RR598 - Evaluation of Doppler monitoring for the control of hyperbaric exposure in tunnelling
Decompression illness occurs either as symptoms arising soon after the hyperbaric exposure (decompression sickness (DCS)) or as chronic effects (such as dysbaric osteonecrosis) that do not become apparent until many years later. After hyperbaric exposures, the return to atmospheric pressure is routinely achieved by gradual decompression following set tables, and in modern times with breathing of oxygen (eg oxygenated Blackpool Table). The tables are designed to allow for the hyperbaric exposure pressure and duration, but the health risks are not fully controlled for all exposure conditions. Therefore there is a need to be able to monitor and improve the effectiveness of decompression procedures under routine operational conditions in compressed air tunnelling. Doppler monitoring of gas bubbles in the venous blood might fulfil that need.
This potential application of Doppler monitoring was evaluated by assessing the theoretical and practical issues in using Doppler, analysing the published studies that compare Doppler scores to related incidence of DCS, quantifying the relationship of Doppler scores to predicted level of gas in venous blood, and assessing the practical issues and experience of Doppler monitoring in tunnelling work. Doppler scores correlate with risk of DCS, and DCS has been associated with long term health effects. Data from diving trials and hypobaric exposure trials indicate that the correlation of Doppler grades with risk of DCS is not the same for all situations, which may be because the monitored bubbles are on their way out of the body and therefore are unlikely to be the ones causing the DCS.

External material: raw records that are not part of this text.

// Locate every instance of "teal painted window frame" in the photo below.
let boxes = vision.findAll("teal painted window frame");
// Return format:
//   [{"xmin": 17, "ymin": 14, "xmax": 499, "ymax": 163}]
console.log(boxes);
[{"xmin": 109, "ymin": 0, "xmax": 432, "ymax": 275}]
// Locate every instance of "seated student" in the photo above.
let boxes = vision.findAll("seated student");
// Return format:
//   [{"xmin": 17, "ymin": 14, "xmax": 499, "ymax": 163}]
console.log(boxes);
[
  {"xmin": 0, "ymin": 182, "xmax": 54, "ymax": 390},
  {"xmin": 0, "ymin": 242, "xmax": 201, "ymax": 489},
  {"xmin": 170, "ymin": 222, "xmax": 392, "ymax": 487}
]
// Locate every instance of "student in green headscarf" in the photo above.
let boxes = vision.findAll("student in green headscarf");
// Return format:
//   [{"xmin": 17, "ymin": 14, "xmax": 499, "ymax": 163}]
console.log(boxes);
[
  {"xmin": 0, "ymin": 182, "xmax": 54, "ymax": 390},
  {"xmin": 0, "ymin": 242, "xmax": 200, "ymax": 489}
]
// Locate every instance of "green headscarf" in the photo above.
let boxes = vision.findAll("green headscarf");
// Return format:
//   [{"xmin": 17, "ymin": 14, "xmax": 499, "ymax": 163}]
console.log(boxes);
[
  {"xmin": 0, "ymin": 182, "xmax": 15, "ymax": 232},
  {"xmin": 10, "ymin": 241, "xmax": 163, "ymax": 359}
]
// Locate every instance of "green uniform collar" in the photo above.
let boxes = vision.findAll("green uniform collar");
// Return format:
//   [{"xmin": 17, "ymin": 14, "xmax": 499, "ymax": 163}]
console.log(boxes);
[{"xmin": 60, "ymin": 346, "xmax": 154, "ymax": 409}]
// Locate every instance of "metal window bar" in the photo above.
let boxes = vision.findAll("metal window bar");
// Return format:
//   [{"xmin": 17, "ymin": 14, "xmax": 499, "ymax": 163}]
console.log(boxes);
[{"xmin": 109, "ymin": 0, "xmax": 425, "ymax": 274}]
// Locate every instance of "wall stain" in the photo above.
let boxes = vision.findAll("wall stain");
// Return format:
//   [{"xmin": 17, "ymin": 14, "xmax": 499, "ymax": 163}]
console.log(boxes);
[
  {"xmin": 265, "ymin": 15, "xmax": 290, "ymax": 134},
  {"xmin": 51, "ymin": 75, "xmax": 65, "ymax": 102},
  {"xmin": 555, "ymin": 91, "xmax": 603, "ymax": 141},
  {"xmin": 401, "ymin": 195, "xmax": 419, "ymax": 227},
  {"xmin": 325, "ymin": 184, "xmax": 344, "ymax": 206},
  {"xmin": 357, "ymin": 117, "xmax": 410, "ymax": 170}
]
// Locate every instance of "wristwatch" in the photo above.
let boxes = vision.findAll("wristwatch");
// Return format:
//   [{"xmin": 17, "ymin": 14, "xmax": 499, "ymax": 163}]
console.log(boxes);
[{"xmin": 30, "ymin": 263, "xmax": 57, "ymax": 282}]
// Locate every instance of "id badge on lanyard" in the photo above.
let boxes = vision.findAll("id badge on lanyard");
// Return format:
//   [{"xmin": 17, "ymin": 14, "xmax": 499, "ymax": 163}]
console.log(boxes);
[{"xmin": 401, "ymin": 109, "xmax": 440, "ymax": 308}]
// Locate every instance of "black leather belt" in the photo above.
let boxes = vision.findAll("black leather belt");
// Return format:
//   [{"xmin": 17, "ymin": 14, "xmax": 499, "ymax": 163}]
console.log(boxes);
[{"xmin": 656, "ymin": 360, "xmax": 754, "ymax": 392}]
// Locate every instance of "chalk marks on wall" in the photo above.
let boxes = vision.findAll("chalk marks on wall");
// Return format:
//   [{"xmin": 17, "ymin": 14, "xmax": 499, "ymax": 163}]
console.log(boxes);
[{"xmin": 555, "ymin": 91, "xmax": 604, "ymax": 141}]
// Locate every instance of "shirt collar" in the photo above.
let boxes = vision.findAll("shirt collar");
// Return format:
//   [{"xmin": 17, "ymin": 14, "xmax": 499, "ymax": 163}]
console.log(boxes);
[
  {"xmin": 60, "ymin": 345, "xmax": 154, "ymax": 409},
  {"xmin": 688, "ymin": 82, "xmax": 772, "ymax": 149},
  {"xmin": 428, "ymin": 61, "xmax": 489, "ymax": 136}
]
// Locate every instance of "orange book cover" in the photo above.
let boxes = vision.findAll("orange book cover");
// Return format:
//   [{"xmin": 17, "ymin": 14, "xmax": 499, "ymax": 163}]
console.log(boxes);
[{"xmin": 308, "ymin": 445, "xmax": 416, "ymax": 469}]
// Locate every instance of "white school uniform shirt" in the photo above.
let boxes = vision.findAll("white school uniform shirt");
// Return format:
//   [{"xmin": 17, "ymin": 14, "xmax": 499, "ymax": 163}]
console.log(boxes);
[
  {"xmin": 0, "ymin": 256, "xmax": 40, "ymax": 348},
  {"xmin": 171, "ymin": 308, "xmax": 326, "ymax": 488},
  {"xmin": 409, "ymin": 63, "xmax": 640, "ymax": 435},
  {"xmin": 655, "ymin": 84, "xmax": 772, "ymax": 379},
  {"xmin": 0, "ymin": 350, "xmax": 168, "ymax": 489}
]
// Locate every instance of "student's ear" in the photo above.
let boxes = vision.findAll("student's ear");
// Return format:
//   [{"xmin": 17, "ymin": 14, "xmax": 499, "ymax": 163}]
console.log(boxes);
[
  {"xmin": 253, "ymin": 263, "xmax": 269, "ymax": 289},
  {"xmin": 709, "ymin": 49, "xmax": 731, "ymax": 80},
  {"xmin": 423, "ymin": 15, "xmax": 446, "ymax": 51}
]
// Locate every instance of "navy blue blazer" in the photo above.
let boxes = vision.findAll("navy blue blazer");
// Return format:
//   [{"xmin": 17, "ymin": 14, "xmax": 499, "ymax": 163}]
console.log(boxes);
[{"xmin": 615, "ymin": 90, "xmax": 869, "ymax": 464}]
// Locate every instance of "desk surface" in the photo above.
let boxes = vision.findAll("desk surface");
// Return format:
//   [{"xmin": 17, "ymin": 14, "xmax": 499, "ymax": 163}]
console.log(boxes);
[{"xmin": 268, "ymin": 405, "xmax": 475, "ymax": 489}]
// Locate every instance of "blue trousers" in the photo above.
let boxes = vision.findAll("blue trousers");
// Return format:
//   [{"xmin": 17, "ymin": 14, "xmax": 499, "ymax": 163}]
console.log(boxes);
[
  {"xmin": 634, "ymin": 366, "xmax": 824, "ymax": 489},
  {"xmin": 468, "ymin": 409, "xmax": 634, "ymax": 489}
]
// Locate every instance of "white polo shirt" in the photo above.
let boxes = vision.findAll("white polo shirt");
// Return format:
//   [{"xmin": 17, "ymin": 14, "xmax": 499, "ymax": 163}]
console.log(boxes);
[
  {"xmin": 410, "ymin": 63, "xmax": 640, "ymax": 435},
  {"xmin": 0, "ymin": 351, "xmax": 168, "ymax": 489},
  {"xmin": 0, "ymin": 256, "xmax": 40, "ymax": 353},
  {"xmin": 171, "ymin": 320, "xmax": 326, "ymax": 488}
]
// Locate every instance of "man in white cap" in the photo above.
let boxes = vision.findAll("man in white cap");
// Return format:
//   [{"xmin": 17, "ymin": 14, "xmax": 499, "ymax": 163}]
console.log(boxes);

Only a small part of the available data (relating to Doppler scores) were from compressed air work or compressed air work simulations. The variability of Doppler results between individuals and between small groups means that Doppler scores have limitations in routine operational use. However, they are indicative of relative risk. The role of Doppler is likely to be limited for routine operational use at the current level of knowledge, but we make recommendations on what would be needed to make Doppler monitoring suitable for routine use in compressed air work in the UK.
This report and the work it describes were funded by the Health and Safety Executive (HSE). Its contents, including any opinions and/or conclusions expressed, are those of the authors alone and do not necessarily reflect HSE policy.